Nuclear Potential Clustering As a New Tool to Detect Patterns in High Dimensional Datasets
Journal of Physics, Conference Series
We present a new approach for the clustering of high dimensional data without prior assumptions about the structure of the underlying distribution. The proposed algorithm is based on a concept adapted from nuclear physics. To partition the data, we model the dynamic behaviour of nucleons interacting in an N-dimensional space. An adaptive nuclear potential, comprised of a short-range attractive (strong interaction) and a long-range repulsive term (Coulomb force) is assigned to each data point.

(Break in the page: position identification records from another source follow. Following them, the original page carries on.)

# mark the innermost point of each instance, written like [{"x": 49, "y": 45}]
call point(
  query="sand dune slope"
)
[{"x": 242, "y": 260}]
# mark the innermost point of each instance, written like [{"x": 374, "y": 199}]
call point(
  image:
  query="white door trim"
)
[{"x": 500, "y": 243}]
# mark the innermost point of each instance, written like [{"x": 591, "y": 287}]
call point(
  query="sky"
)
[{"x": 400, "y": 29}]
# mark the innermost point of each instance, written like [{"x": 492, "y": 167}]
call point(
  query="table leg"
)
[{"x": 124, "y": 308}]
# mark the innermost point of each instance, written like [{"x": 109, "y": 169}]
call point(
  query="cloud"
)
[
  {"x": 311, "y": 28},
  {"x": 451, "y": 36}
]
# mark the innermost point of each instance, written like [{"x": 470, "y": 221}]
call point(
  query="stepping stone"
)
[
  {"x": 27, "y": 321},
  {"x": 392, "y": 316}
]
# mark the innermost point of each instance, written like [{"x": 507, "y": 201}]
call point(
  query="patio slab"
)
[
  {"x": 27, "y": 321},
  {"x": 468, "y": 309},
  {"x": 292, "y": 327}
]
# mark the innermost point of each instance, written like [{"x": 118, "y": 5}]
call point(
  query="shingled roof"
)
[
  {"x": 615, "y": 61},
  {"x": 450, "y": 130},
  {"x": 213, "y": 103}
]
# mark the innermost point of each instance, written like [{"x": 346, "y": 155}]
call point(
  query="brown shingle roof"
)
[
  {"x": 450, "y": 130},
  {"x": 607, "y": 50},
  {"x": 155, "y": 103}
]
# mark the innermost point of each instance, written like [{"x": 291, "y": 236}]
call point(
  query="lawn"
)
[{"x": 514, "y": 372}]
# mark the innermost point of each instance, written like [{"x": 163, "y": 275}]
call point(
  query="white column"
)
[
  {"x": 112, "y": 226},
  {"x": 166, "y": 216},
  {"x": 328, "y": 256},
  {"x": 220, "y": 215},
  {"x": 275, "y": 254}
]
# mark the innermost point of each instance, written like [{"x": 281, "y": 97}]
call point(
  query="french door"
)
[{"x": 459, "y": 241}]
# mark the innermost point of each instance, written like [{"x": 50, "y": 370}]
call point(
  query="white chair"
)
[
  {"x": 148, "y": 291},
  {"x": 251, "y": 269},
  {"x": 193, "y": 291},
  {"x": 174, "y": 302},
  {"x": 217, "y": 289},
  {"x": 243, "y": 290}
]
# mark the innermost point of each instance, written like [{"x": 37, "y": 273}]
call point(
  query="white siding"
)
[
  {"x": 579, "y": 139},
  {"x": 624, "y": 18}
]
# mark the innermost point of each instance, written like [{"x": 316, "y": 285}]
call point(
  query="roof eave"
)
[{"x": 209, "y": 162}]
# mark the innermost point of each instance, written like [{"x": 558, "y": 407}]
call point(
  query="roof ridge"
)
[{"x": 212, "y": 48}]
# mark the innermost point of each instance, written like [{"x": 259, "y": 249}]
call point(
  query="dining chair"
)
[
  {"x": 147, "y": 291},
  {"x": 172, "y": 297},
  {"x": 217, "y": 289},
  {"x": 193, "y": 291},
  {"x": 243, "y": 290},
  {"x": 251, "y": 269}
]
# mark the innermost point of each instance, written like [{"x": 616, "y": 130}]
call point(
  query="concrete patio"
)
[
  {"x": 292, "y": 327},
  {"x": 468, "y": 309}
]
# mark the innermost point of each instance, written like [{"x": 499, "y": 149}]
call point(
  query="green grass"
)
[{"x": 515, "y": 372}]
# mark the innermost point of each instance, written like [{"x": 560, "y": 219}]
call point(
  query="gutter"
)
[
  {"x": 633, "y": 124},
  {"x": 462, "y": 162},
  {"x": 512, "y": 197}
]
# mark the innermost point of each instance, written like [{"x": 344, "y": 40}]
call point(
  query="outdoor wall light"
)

... modelling the dynamics, nucleons that are densely distributed in space fuse to build nuclei (clusters) whereas single point clusters repel each other. The formation of clusters is completed when the system reaches the state of minimal potential energy. The data are then grouped according to the particles' final effective potential energy level. The performance of the algorithm is tested with several synthetic datasets showing that the proposed method can robustly identify clusters even when complex configurations are present. Furthermore, quantitative MRI data from 43 multiple sclerosis patients were analyzed, showing a reasonable splitting into subgroups according to the individual patients' disease grade. The good performance of the algorithm on such highly correlated non-spherical datasets, which are typical for MRI derived image features, shows that Nuclear Potential Clustering is a valuable tool for automated data analysis, not only in the MRI domain.